Ich erinnerte mich an meinen ersten Camino Frances. Auch dort hatte ich felsigen Untergrund, über den ich damals mehr stolperte, als das ich gehen konnte. Noch spürt mein Fuß nicht die Stellung am Boden, aber es geht besser als vor zwei Jahren. Viel bringt mehr, das habe ich mittlerweile gelernt.
Nach einer kurzen Pause kam das nächste, der Abstieg nach Mitterdorf. Er war sehr lang und bedeutete Schwerstarbeit für meine Oberschenkel. Der Weg brachte mich an die Grenze, aber ich schaute darauf, dass es mir trotz der Anstrengung guttat. Dieses Gespür, was mein Körper verträgt, habe ich in den letzten Jahren optimiert.

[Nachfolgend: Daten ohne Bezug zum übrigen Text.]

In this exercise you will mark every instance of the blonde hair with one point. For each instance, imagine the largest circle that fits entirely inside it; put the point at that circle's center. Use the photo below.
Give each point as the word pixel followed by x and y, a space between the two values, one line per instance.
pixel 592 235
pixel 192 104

Manchmal muss ich auch über diese Grenze gehen, denn nur dort ist Fortschritt möglich. An diesen beiden Tagen war es wieder einmal soweit. Mehrere Tage Erholung sind dann notwendig, aber dann habe ich wieder einen weiteren Schritt auf meinem Weg zurück ins Leben erklommen.
Am Schluss tauchte ich dann im Wald in den Nebel und war bald darauf in Mitterdorf. Ich hatte mich schon in der Nacht entschlossen, von hier nach Hause zu fahren. Die beiden Tage waren gut dafür, mich an diese Verhältnisse zu gewöhnen. Ich hatte ungefähr den halben Weg am Mariazellerweg von Graz nach Mariazell geschafft.

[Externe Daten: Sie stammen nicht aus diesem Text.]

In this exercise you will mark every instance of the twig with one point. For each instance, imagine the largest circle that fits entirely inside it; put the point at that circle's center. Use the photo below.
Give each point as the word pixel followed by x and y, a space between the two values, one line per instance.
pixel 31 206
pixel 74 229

So steht in erster Linie das Gewöhnen an die hiesigen Verhältnisse am Programm. Im Moment konzentriere ich mich voll und ganz auf die Natur und versuche hier Verbesserungen zu erzielen. Jeder Schritt und Tritt ist dafür da, wieder ein einigermaßen "normales" Leben führen zu können. Der Weg dorthin ist oft steinig, aber ich bin mehr als froh und dankbar, schon so weit gekommen zu sein.

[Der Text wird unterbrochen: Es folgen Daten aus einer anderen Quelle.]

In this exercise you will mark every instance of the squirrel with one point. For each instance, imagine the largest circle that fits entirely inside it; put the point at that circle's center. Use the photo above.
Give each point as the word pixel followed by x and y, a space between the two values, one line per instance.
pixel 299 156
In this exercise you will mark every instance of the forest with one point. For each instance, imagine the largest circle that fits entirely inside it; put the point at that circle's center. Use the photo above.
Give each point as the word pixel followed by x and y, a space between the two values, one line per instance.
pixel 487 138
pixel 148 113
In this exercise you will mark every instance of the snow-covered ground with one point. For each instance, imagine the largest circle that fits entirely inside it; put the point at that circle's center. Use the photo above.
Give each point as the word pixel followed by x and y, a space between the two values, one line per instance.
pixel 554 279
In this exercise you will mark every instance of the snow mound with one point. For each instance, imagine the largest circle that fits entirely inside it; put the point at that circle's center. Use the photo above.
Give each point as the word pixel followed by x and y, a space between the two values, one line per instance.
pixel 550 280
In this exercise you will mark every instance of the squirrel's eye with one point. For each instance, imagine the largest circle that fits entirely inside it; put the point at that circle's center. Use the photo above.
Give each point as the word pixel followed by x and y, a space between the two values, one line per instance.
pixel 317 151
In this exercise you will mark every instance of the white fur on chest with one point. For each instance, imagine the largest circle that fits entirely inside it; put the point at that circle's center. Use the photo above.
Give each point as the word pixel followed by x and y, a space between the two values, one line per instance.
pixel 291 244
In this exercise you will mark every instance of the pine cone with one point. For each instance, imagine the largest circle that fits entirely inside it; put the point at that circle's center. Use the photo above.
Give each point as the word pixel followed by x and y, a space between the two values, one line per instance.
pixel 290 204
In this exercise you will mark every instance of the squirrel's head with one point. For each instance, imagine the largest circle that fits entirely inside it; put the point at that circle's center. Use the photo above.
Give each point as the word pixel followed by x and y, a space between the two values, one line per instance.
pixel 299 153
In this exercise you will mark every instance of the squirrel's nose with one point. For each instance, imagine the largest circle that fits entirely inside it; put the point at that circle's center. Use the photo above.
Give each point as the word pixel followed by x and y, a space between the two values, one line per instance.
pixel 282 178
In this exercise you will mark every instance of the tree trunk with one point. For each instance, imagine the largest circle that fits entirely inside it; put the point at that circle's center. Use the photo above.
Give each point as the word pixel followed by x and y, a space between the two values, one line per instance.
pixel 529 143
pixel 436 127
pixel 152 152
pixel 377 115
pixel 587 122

Lieber Jörg! Du hast wieder einmal dein Schriftstellerisches Talent zu Papier gebracht.Deine bildhafte Sprache bringen sofort das von dir erlebte,dem Leser/ in vor Augen. Über deinen Blog und über dein Buch,das in Arbeit ist,wirst du vielen Menschen,die auch in einer schweren Lebensphase sind Zuversicht und Mut und den Antrieb immer wieder von vorne zu beginnen oder, und weiter an Defiziten zu arbeiten ,und diese immer mehr zu Stärken werden zu lassen. Auf unseren oft steinigen Lebenswegen liegen immer wieder kleine Geschenke des Glücks und der Freude für uns bereit.Halten wir unsere Augen und Herzen offen für diese.
Danke für die Wunderschönen Stimmungsbilder von der sagenhaften Natur und deine bildhafte Beschreibung von deiner Wanderung am Weg Richtung Mariazell .
Ich wünsche dir weiterhin viel Motivation verbunden mit Momenten des Glücks & der Freude & der Erfolg deines Tuns möge immer sichtbarer und spürbarer für dich werden.
Alles Liebe
Andrea
Danke für deine Worte,
ja, die Augen offen halte für die kleinen Geschenke des Lebens. Das wurde wichtig,für uns alle besonders seit Corona.
Alles Liebe
Jörg
Super!!! Bewundernswert, was du schaffst, Bravo und nur nicht aufgeben
Danke!
Aufgeben geht nicht. Da kommt mir immer der Spruch vor Augen:
Dann würde ich ja nicht wissen, was noch alles möglich wäre!
Es geht alles sehr langsam, aber es geht voran.
Dranbleiben ist das Geheimnis!
Danke und viele Grüße, vielleicht sehen wir und wieder einmal auf einen Kaffee.